I voted for Rolen and Wagner for the first time last year and explained why at that time. Short version: Rolen was an underrated but incredibly productive all-rounder, and Wagner is among the elite closers we’ve seen despite lacking the longevity of a Trevor Hoffman.
As for my newcomers, I voted for Jones in his first eligible year, 2018, hoping he would get the 5 percent needed to stay on the ballot for higher consideration in a less crowded year. I’ve debated his candidacy in recent years, but struggled to get there in part because of that unsightly .254 batting average and less-than-stellar finish to his career.
However, when he was in his prime with Atlanta, Jones was a sight to behold, winning 10 straight Gold Gloves as a key part of a team that reached the postseason in the first 10 years of his career. And unlike Omar Vizquel, Jones was a significant contributor at the plate. While it would have been nice to see him collect a few more hits and get on base more often, he hit 434 home runs and drove in more than 100 runs in a season five times.
However, his defense of another world remains his signature. Jones ranks 22nd all-time in defensive WAR from Baseball Reference, but is the only outfielder in the top 60 on that list. That’s remarkable, especially considering nearly a third of his appearances in the last four seasons of his career were as a designated hitter. I don’t like to talk to players like I have with Jones, but I plan to continue with him in the future.
Sheffield has always been a blind spot for me. He made it to the ballot in 2015, at the height of the recent gridlock, and I never considered him part of that top-tier group of candidates. However, once that started to clear up, I also didn’t go back and re-evaluate it to the extent that it deserves.
Yes, he was a huge defensive risk, but he was truly a force at the plate, a feared hitter for most of a major league career that began when he was 19 and ended when he was 40. He finished in the top 10 of a MVP voted six times, the first when he won a batting title at 23 and the last when he was 36. He hit 509 home runs (and stole 253 bases) and finished with a career .907 OPS even though that number was trailed by his .695 OPS during his first four MLB seasons in Milwaukee.
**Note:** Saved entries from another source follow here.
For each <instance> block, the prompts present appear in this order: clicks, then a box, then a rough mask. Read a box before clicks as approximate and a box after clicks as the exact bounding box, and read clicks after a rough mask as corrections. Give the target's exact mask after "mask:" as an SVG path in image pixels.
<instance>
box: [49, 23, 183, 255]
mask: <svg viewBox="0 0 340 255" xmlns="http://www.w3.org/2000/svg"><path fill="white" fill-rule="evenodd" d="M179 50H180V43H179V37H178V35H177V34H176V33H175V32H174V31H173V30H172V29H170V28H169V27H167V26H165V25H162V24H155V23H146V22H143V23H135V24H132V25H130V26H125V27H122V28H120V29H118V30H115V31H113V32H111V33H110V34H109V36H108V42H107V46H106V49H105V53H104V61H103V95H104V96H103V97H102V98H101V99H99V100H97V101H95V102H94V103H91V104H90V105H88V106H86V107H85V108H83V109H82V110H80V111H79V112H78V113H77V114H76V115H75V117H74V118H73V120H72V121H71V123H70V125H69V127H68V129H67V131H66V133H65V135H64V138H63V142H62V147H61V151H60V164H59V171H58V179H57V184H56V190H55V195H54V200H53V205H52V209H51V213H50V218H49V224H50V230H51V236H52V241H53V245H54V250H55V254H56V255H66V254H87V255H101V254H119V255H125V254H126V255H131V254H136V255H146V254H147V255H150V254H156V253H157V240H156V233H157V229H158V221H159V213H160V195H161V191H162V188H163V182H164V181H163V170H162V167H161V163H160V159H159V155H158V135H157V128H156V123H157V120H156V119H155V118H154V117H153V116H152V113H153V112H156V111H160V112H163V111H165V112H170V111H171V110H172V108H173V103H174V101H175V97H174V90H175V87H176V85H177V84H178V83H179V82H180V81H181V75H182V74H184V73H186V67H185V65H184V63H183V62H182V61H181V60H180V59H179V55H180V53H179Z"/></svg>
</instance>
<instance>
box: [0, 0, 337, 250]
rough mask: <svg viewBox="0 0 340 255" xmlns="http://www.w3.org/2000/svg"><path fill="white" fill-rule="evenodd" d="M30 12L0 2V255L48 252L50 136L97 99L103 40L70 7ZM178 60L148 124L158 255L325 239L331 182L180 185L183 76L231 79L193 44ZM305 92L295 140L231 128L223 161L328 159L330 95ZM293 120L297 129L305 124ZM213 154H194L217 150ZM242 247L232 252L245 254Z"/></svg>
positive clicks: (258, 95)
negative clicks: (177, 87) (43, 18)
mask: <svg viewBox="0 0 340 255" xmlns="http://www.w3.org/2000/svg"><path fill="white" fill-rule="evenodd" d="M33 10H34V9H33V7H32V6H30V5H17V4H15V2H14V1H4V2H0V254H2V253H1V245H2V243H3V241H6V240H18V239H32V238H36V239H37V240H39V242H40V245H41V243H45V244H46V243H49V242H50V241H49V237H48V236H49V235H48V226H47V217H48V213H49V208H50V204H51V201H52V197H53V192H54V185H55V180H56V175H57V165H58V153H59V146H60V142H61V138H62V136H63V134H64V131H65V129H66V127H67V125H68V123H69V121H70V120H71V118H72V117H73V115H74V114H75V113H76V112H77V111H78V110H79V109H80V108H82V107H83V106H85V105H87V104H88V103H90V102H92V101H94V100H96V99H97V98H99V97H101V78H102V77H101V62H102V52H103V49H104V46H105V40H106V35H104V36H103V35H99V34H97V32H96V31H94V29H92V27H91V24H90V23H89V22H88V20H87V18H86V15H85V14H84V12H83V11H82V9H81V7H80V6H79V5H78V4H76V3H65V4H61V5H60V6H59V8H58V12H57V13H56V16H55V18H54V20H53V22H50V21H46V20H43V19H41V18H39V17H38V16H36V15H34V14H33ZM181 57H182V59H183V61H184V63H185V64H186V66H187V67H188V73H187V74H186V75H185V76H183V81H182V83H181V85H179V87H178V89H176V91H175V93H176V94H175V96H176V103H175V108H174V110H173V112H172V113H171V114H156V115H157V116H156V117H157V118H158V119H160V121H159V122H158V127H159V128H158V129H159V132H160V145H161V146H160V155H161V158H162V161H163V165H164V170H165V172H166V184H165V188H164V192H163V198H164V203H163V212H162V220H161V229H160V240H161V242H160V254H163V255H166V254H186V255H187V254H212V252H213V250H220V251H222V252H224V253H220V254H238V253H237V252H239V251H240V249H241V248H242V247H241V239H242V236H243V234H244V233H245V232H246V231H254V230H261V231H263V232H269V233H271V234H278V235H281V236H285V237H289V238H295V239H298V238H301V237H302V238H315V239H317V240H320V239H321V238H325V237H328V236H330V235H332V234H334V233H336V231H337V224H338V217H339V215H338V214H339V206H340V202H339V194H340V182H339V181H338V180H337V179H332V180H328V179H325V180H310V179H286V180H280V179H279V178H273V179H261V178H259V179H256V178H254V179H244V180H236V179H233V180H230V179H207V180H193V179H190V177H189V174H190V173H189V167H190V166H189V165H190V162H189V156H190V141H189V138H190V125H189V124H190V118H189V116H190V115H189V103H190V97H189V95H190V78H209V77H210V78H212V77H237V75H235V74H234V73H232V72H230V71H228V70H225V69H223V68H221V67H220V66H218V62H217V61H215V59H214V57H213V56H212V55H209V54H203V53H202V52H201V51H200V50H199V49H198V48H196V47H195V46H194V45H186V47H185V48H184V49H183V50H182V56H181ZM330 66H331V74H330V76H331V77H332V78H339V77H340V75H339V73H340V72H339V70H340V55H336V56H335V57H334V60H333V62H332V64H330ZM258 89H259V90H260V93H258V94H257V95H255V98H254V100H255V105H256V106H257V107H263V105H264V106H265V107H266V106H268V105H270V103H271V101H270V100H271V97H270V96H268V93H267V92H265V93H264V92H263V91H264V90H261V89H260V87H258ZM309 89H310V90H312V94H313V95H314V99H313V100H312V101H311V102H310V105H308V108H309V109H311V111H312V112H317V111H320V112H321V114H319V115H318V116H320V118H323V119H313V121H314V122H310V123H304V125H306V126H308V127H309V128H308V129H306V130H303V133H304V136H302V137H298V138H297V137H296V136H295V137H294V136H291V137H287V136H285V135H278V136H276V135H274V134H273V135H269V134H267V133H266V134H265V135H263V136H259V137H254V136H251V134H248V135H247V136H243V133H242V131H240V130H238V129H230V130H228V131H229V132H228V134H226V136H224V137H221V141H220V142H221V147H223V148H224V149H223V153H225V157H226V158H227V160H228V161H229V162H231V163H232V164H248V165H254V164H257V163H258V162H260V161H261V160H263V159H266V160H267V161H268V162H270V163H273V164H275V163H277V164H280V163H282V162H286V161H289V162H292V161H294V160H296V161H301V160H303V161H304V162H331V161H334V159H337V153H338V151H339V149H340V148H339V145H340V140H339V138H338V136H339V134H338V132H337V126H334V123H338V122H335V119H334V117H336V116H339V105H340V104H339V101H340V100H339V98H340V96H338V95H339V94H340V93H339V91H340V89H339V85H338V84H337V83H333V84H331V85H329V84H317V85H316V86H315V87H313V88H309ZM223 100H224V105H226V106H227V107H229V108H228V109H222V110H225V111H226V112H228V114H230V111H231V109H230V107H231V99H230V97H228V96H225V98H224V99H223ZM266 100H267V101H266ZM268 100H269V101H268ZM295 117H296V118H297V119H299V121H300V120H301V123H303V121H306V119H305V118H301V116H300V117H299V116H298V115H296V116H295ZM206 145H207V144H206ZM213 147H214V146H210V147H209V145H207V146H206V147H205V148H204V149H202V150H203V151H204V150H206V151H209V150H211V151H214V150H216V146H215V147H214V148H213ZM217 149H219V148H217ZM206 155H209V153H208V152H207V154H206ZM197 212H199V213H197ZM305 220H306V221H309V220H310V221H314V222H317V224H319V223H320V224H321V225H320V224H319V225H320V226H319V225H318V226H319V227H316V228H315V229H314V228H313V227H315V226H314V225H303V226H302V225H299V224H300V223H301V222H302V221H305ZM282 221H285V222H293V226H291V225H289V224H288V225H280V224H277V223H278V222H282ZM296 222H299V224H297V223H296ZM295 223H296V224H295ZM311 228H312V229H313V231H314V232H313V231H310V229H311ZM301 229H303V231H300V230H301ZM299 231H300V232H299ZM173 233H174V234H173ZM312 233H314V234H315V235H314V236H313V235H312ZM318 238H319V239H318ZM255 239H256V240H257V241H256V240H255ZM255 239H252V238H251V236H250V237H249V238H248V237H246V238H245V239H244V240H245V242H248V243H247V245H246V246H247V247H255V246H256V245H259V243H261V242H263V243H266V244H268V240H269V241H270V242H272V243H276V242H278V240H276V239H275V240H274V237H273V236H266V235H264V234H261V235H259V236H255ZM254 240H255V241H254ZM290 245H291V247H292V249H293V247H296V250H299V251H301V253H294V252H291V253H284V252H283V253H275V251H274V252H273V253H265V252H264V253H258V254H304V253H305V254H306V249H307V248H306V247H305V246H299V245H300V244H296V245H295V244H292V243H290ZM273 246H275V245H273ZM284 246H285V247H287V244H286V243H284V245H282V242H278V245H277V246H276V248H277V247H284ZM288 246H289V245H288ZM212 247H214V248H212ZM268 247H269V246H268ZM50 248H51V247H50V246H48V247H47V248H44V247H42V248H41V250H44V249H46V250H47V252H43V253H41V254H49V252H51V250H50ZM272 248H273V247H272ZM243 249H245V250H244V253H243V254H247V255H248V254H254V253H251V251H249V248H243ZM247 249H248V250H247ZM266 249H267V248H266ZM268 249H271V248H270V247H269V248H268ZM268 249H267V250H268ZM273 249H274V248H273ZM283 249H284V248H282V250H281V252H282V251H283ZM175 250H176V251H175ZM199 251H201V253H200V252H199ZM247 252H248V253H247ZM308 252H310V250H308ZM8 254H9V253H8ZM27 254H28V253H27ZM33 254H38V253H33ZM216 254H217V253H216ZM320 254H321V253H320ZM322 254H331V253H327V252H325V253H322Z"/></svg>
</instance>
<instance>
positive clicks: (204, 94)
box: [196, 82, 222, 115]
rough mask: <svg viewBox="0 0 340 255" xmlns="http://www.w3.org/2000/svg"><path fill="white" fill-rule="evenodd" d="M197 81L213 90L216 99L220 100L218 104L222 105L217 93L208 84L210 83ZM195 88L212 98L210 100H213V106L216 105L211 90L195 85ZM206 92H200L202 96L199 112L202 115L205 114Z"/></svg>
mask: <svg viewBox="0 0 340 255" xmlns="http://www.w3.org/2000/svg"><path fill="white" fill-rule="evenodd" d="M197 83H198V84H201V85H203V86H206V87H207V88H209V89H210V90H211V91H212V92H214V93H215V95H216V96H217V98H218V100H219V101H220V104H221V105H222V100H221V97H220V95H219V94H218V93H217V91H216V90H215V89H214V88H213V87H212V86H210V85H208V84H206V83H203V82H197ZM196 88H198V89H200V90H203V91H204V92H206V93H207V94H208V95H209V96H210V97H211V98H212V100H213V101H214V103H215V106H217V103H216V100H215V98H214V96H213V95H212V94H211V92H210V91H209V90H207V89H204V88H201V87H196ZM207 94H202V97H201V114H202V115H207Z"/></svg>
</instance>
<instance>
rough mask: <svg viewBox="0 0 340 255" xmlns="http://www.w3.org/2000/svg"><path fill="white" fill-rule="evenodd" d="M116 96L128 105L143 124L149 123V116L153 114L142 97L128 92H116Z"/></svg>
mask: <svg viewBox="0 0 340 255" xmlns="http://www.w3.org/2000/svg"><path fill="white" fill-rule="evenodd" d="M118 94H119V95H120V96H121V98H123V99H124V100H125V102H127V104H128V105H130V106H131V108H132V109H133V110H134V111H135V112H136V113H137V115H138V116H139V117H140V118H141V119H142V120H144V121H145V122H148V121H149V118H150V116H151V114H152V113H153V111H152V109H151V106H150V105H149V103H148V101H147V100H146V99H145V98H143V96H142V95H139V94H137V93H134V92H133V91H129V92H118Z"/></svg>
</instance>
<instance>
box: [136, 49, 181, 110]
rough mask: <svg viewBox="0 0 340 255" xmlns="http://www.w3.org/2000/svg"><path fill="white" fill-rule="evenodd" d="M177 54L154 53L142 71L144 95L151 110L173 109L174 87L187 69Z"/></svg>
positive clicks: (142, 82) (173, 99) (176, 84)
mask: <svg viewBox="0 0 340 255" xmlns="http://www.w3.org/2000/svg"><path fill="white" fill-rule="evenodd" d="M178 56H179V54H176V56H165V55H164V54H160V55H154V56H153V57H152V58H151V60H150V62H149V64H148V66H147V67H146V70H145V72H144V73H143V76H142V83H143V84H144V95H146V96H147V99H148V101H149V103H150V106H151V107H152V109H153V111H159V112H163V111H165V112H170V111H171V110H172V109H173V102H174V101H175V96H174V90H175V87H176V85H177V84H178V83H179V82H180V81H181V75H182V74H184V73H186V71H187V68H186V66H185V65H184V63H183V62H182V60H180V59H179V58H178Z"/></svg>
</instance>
Yet perhaps most impressive of all, particularly for a man whose swing was so gloriously violent, Sheffield walked 1,475 times with just 1,171 strikeouts in his 22-year career. He struck out in just 10.7 percent of his plate appearances in a slugging era, comparable to Albert Pujols (10.6). But while Pujols has the exact same walk percentage (10.6), Sheffield hit 13.5 percent. All of which is to say that he was an exceptionally dangerous hitter.
While we’ve seen players make rapid jumps in vote percentage in their later years on the ballot, it’s a stretch to imagine Sheffield getting as far as 75 before his time runs out. He was named on 40.6 percent of the ballots last year and will have just two more chances after 2022 before falling on the writers’ ballot.
I wish I’d gone back to him sooner, but after studying more this year, I think he’s worthy and the kind of player who will eventually make it, even if he doesn’t make the cut with the writers by 2024.
The arguments will continue, of course, as they always do. As unpleasant as they can be at times, the ongoing debate is, above all, an indicator of how much the Hall of Fame means to people, for better or worse. I remain grateful to have played a small role in the process.
Marc Lancaster is Senior News Editor at The Sporting News and has been a voter for the Baseball Hall of Fame since the 2013 election.